WA Premier Colin Barnett says the federal government should provide more funding to the state for major infrastructure projects to stem the economic slowdown that has hit since the mining boom ended.
Mr Barnett and Queensland Premier Annastacia Palaszczuk urged Prime Minister Malcolm Turnbull to help at a meeting last Friday amid fears about a two-speed economy in which Victoria and NSW are thriving thanks to a property boom.
The WA premier is pointing to the state getting by far the nation's lowest share of GST revenue - down to nearly 30 cents in the dollar - in recent years as a reason for it to get a boost in billions of dollars of infrastructure spending.
"The economy is fairly flat and we are very keen to maintain a strong government public works program," he told ABC radio on Monday.
"We get such a bad deal, such a raw deal on the GST that I think we've got a strong case for any more infrastructure spending."
WA's population had shot up by 500,000 or 30 per cent during the eight-year period of the Liberal National government.

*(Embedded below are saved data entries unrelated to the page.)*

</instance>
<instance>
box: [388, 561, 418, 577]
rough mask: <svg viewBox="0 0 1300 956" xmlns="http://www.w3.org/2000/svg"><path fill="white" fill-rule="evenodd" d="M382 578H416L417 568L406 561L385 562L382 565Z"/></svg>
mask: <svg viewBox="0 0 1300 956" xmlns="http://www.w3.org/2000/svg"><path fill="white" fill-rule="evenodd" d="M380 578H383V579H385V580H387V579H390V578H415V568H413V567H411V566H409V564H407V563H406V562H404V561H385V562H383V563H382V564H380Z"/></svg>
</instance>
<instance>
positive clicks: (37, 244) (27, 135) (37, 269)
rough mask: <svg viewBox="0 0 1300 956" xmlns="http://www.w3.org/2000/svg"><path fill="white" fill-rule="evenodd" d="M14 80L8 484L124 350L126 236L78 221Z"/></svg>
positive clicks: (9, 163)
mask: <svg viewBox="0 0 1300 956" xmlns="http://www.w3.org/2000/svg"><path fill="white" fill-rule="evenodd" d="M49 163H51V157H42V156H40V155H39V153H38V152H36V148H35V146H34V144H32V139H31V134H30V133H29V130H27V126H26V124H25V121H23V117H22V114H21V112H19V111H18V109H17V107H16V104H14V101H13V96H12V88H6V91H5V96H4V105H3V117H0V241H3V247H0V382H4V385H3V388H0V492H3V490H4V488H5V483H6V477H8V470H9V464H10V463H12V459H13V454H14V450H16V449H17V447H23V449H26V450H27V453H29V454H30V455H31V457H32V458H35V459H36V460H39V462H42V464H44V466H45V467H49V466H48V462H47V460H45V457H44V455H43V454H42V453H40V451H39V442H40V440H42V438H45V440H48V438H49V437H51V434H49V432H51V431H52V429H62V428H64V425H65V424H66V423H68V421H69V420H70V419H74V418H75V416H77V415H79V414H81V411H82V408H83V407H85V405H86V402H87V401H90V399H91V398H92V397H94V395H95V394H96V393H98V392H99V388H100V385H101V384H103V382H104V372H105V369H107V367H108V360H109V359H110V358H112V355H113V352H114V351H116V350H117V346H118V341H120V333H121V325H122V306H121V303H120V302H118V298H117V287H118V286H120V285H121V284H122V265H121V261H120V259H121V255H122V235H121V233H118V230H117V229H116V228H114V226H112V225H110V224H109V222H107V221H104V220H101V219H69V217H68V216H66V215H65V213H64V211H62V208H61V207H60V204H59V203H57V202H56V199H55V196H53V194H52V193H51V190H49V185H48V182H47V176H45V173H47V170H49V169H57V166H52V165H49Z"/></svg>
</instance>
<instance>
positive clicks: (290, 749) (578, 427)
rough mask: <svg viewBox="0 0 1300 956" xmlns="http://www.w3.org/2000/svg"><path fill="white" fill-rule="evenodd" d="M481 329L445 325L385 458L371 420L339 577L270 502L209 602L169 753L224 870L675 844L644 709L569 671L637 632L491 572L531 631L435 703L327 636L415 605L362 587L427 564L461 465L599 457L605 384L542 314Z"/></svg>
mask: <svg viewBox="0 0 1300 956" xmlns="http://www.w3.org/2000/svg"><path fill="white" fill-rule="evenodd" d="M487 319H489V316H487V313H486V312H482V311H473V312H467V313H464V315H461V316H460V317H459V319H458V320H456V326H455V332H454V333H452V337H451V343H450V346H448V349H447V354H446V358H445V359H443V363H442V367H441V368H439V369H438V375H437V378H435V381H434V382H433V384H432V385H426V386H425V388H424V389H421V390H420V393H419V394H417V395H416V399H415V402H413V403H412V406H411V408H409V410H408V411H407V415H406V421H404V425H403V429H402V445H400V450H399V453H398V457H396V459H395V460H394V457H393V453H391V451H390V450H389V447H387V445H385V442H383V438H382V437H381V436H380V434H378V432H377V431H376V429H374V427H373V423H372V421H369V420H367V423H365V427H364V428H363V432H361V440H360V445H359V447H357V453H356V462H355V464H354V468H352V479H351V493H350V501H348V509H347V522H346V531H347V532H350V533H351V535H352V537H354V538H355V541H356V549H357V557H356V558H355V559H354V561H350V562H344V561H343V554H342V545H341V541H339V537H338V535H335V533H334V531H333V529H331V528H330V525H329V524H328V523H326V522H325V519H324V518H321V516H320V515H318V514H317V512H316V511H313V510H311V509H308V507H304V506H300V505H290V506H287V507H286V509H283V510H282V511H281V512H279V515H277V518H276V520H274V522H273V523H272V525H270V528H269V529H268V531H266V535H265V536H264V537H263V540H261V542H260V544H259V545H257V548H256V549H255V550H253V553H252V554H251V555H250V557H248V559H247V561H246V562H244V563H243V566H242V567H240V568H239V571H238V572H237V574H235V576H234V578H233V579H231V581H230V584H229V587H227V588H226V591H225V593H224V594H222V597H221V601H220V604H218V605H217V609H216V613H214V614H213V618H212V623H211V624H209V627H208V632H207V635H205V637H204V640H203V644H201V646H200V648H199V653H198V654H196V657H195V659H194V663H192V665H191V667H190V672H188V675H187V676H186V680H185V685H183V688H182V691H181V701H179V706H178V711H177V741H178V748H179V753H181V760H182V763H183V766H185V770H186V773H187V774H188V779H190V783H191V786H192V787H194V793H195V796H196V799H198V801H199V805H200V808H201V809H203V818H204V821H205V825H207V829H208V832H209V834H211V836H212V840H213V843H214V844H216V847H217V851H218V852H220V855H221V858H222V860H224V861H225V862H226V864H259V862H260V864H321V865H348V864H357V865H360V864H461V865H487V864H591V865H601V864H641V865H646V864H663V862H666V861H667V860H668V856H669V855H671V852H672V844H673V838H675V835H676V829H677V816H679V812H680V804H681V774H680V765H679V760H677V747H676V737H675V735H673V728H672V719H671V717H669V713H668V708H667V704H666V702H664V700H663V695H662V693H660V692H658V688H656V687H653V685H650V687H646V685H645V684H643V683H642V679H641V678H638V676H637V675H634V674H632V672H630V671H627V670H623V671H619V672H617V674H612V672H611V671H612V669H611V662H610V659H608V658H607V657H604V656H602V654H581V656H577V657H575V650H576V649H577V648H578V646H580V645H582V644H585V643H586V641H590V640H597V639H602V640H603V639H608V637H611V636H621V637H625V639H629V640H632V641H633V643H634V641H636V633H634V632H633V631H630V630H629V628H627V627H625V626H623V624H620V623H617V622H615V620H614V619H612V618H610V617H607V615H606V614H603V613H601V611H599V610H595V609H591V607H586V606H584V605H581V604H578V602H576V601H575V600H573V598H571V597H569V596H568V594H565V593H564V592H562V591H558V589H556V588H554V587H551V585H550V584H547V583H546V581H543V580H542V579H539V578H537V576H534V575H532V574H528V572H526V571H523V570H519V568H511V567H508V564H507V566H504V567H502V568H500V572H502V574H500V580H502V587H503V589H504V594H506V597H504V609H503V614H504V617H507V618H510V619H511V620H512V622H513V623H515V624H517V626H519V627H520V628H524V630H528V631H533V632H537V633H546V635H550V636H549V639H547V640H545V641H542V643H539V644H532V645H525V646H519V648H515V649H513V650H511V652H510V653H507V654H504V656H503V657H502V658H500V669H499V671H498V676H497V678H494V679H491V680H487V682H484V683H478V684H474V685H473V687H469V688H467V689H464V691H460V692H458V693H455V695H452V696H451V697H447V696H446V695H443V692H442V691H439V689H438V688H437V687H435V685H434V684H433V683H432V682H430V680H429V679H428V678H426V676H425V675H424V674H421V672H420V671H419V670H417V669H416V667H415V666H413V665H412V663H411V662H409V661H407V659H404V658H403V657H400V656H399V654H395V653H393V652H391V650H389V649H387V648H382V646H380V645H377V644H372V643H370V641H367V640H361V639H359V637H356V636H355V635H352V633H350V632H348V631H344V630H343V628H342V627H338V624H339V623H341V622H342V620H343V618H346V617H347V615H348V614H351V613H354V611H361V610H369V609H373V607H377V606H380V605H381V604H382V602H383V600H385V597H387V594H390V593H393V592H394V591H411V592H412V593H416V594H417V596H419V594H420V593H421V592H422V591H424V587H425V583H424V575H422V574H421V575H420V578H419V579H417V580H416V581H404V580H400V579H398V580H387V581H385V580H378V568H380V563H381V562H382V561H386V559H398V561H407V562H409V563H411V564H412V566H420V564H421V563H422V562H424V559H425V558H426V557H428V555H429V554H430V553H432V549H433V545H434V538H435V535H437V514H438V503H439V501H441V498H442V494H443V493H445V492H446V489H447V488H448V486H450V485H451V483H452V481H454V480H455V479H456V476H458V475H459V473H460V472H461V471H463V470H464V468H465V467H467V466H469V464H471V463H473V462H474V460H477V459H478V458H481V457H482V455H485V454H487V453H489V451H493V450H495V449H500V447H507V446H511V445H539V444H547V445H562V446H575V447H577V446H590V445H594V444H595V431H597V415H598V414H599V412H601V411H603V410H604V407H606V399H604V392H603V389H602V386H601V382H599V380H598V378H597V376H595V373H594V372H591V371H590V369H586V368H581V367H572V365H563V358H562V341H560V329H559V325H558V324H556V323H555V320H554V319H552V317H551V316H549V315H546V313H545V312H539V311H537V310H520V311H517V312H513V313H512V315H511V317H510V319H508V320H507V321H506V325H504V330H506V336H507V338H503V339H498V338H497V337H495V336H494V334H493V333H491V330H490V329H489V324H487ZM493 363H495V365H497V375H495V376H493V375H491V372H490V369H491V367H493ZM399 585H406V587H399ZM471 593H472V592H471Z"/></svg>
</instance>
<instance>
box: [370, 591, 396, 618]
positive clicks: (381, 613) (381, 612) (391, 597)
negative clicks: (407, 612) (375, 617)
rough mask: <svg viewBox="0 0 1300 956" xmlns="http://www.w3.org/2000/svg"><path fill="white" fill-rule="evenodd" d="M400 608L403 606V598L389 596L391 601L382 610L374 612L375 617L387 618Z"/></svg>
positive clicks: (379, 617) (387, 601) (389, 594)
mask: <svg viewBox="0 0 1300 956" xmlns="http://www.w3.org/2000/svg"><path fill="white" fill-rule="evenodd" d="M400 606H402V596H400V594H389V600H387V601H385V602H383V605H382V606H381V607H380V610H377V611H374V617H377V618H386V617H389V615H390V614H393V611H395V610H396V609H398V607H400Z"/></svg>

There was urgent need for rail transport upgrades, investment in new water supplies, more dual carriageways on major highways leading out of Perth, expanding service facilities in ports to cater for smaller ships and to service oil and gas rigs, he said.
"Prime Minister Turnbull indicated he wants to see a great improvement to Australia's infrastructure. It is a good time to do it as you can find private investors, interest costs are low," Mr Barnett said.
"We are simply being held back because of our GST share, otherwise you would find we wouldn't need any commonwealth help."
The commonwealth is already contributing more than half of the funds to the Perth Freight Link and about one quarter of the Forrestfield Airport Link rail project, both worth almost $2 billion.
WA Labor leader Mark McGowan said the Barnett government was to blame for what he called a domestic recession, in which the state had the highest unemployment in the nation and 11 out of the past 12 quarters had recorded falls in the size of the economy.